Quote:Since the 4th is tomorrow I thought it would be a good time to discuss the do's and dont's of fireworks and gunpowder.
Has anyone ever used/made exploding targets, sparkler bombs, bottle rockets bombs etc? How did your experience go?
We used to make homemade fireworks when I was a kid. I type with my elbows now.
and I thought I had it bad typing with one finger :ermm:
Quote:and I thought I had it bad typing with one finger :ermm:
I've learned to live with it. It really becomes distressful when my ear itches. Most people, especially strangers, become alarmed and irritated when I vigorously rub the side of my head on their shoulder.
We used to have "fireworks" wars, we'd split up into teams, build forts out of milk crates and palm meadow leaves. Goal was to burn the other teams fort or catch all the leaves on fire, and of course we would work harder to hit each other. We'd use Mortars as hand grenades, take Roman candles as projectiles. I remember one year I bought one of those 1,000 Saturn Shots nailed it to ply board and turned it over as a Grenade launcher. Everyone always had PVC Pipes converted into Bottle Rocket guns, it was a blast!
Can't wait to do it with my kids one day! Just don't tell the wife!
Quote:I've learned to live with it. It really becomes distressful when my ear itches. Most people, especially strangers, become alarmed and irritated when I vigorously rub the side of my head on their shoulder.
Shoulder...sure...shoulder...
Quote:Shoulder...sure...shoulder...
Sometimes the itch is inside...
Quote:Sometimes the itch is inside...
Be careful! They'll send you off to the vet to get fixed! That's what happened when our dog did that...
Quote:We used to have "fireworks" wars, we'd split up into teams, build forts out of milk crates and palm meadow leaves. Goal was to burn the other teams fort or catch all the leaves on fire, and of course we would work harder to hit each other. We'd use Mortars as hand grenades, take Roman candles as projectiles. I remember one year I bought one of those 1,000 Saturn Shots nailed it to ply board and turned it over as a Grenade launcher. Everyone always had PVC Pipes converted into Bottle Rocket guns, it was a blast!
Can't wait to do it with my kids one day! Just don't tell the wife!
I got some PVC pipe now....what should I do?
Quote:I got some PVC pipe now....what should I do?
Put a bottle or cap on one end of the pvc, use the open end as a barrel, light the bottle rocket and launch away.
When I was young we had cherry bomb wars. It was really neat when we had a cherry bomb war at night in the dark. We used small lengths of rope as lighters. If you lit the rope and blow out the flame, the coal would remain, and you could use it to light your cherry bomb. In the pitch dark at night, you would see the glowing end of the ropes as the opposing army tried to sneak up on you. We also made banana bombs by inserting firecrackers into cut lengths of bananas. And we made guns by getting a foot-long length metal pipe with a screw-on cap. We'd cut a slot in the screw-end of the pipe for the fuse and insert whatever projectile would fit. We didn't shoot those at anyone, though. We weren't that stupid.

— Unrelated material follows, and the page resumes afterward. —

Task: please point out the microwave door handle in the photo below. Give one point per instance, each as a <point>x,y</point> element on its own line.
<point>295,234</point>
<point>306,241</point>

There was a place on 103rd St that would sell illegal fireworks: firecrackers and cherry bombs. It was like a roadside stand.
When I was 12 years old I had a friend across the street who could make his own gunpowder. We blew up a lot of stuff around the neighborhood. Nothing significant or valuable, of course. We didn't want to get into trouble.
We also did this:
http://www.estesrockets.com/
The rocket engines had a backcharge that would go off in order to push out the parachute. So instead of packing a parachute, we packed a whole bunch of gunpowder and used the backcharge to set it off. We hit the neighbor's house with one by accident. Boom! We scattered like rats.
That was a long long time ago.
We had the brilliant idea of holding those tiny firecrackers in our hands when they went off.
My cousin had a roman candle fly up into his shirt(he was wearing a jersey) and it melted a circular spot of his jersey onto his skin. Was epic.